Slavoj Zizek says one thing was perfectly clear as he was appearing in his latest film, The Pervert’s Guide to Ideology. “I’m no actor,” he concedes, laughing. “Director Sophie [Fiennes] would ask me to do something, and then ask me to do it again for another take. That was traumatic for me. I would invent things as we were shooting, then half forget what I said.”
Audiences will also be left reeling at the latest collaboration between notorious Slovenian cultural critic Zizek and Fiennes, which screens this week in Montreal. In 2006, Fiennes captured Zizek pontificating about movies and ideology in The Pervert’s Guide to Cinema, which went on to become a cult movie, contributing to Zizek’s growing reputation as an entirely irreverent iconoclast.
Since the economic downturn of ’08, Zizek’s cachet has grown further, prompting Zizek and Fiennes to launch a sequel of sorts. The result is a singular trip through some iconic American film moments, in which Zizek is inserted into the action—sitting on an ice floe next to Leonardo DiCaprio and Kate Winslet in the final scene of Titanic, lying on the bed a brooding Robert De Niro did in Taxi Driver, and prancing across the same hilltop Julie Andrews did in The Sound of Music—all the while explaining his theories about what ideological ideas each movie contains.
Zizek’s romp through pop culture feels like a strange dream, with a mad professor re-enacting our favourite movie moments through the eyes of a therapist. The Pervert’s Guide to Ideology is invigorating, zany, completely memorable and often hilarious.
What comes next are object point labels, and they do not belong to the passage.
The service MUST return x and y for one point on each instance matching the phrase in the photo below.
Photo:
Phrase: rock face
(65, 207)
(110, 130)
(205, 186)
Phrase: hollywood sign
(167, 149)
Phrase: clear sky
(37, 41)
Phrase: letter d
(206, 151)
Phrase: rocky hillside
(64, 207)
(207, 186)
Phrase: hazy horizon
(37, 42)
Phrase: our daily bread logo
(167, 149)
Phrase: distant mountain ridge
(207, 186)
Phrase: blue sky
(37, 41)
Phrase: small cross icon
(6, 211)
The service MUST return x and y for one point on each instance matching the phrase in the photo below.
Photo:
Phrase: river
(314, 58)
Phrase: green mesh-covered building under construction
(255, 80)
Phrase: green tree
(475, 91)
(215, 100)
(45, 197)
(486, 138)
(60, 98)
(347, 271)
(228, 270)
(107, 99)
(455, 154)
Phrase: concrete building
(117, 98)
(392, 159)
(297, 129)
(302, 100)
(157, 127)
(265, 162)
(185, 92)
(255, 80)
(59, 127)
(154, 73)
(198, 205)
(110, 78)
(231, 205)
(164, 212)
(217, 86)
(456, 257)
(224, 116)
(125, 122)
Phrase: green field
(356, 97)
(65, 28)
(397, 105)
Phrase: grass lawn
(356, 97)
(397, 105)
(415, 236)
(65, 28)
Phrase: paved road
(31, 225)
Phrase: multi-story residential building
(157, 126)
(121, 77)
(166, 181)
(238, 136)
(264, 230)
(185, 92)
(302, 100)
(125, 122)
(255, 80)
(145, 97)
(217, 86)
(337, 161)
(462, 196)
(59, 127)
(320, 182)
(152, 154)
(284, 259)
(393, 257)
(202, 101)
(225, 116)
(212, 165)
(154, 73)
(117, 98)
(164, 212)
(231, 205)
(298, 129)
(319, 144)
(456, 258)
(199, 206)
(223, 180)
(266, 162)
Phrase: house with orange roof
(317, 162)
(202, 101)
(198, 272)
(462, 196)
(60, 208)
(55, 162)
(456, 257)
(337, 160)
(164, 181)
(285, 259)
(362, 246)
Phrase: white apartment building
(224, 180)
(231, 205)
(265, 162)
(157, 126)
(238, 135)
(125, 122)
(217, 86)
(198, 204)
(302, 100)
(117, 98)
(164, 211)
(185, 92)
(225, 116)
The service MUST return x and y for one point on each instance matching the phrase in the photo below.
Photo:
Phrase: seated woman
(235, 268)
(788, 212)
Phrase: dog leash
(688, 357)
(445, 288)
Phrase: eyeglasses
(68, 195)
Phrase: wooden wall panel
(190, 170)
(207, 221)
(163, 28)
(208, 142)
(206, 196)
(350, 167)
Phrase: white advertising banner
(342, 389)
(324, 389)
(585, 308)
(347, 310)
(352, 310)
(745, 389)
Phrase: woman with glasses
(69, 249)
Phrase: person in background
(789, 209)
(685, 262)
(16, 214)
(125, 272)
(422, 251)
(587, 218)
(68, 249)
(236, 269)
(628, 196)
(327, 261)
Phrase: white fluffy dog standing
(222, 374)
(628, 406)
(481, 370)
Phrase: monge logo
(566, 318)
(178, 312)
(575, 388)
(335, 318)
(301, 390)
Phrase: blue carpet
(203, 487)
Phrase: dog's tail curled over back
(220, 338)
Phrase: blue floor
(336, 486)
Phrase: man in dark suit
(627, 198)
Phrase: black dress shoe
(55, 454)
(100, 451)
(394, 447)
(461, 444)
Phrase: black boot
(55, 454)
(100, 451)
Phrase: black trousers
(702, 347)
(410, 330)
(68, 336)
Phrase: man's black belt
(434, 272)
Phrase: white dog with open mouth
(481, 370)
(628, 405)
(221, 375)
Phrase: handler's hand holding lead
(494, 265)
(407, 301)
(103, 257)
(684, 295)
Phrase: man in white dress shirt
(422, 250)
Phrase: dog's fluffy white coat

Zizek goes from praising Coca-Cola to analyzing what the shark attacks really mean in Jaws.
Zizek has legions of followers and has been the subject of films before, including Canadian director Astra Taylor’s 2005 feature, titled simply Zizek! The fawning media attention and star-status has also led to charges that he a dilettante, superficially combining different theories. In what is probably the most notoriously nasty attack, one critic recently called Zizek the Borat of philosophy. “This is part of the propaganda against me,” he responds. “If you call someone a star, a stand-up comedian, he’s funny, it’s a way of not taking them seriously. Now they’ve started to say I should be taken more seriously—that behind the laughter there’s a dangerous message. I was unemployed under communism. I was a dissident, but now they accuse me of some Stalinist tendencies.”
While Zizek says he was able to pack a lot of ideas into the new film, he concedes some cuts had to be made—ideas and dialogue that were just a bit too perverse, it seems. In one sequence Zizek had imagined about The Sound of Music, he plays a bishop who is visited by a priest who is troubled by his attraction to young boys. “I break into song, my own version of ‘Climb Every Mountain,’ in which I sing to him to ‘Climb Every Young Boy.’” He also wanted to sing a Stalinist version of “My Favourite Things,” in which the list of favourites would include “torture, gulags and intimidation.” None of these ideas could be included, he says, “because of copyright issues. If you’re too mocking of the films, they won’t allow you to use the clips.” (The 2006 film has had limited DVD distribution in the US for precisely this reason.)
Zizek acknowledges that his analysis is movie-centric, and strangely devoid of even a mention of television—strange, given that TV now generally gets higher grades from critics and obviously reaches a wider audience. “I’m going to include a chapter on TV in my next book,” he says.
But Zizek’s analysis of pop culture already seems threatened, given that the splintering of audiences due to the Internet and a 3,000-channel universe now means that a mass audience doesn’t really exist as it did in the ’70s. Andy Warhol’s prediction that everyone would be famous for 15 minutes has now evolved into the idea that everyone will be famous but only among 15 people.
If pop culture is over, Zizek says, then it’s not so problematic, because most of it isn’t any good anymore anyway: “I tried to read Harry Potter. I like children’s lit, but it’s bullshit, it’s badly written, I can’t read it. By it’s own standards, it’s dead.”
Zizek then launches into a tirade that can perhaps best be described as Boomer elitism: “Anything that matters, let’s face it, happened between 1965 and ’75, especially in terms of music. The Beatles, The Rolling Stones, Jefferson Airplane. Punk music happened later, but let’s be clear, that was more of a social phenomenon, it’s not great music. As for the ’80s, who still listens to the music of Duran Duran?”
Zizek seems taken aback when I tell him I still listen to Duran Duran. After a pause, he offers this: “When we take power, you will have time to write a confession in the camp where we keep you. You will be re-educated in a gulag.”
While Zizek says he hopes his work is thought-provoking, he has no illusions about what living in an age of media literacy means. “Even if you make fun of ideology, it still functions. In this cynical era, you can make fun of something brutally, but still believe in it. Self-reflexivity, irony—it doesn’t free you from the system, it’s part of it. It simply makes it easier to swallow, it makes it more efficient.”
Yet, Zizek insists, “I’m an optimist. I am pessimistic in that I see darkness and crisis around us. But in that uncertainty there is opportunity for change, and that gives me optimism too.”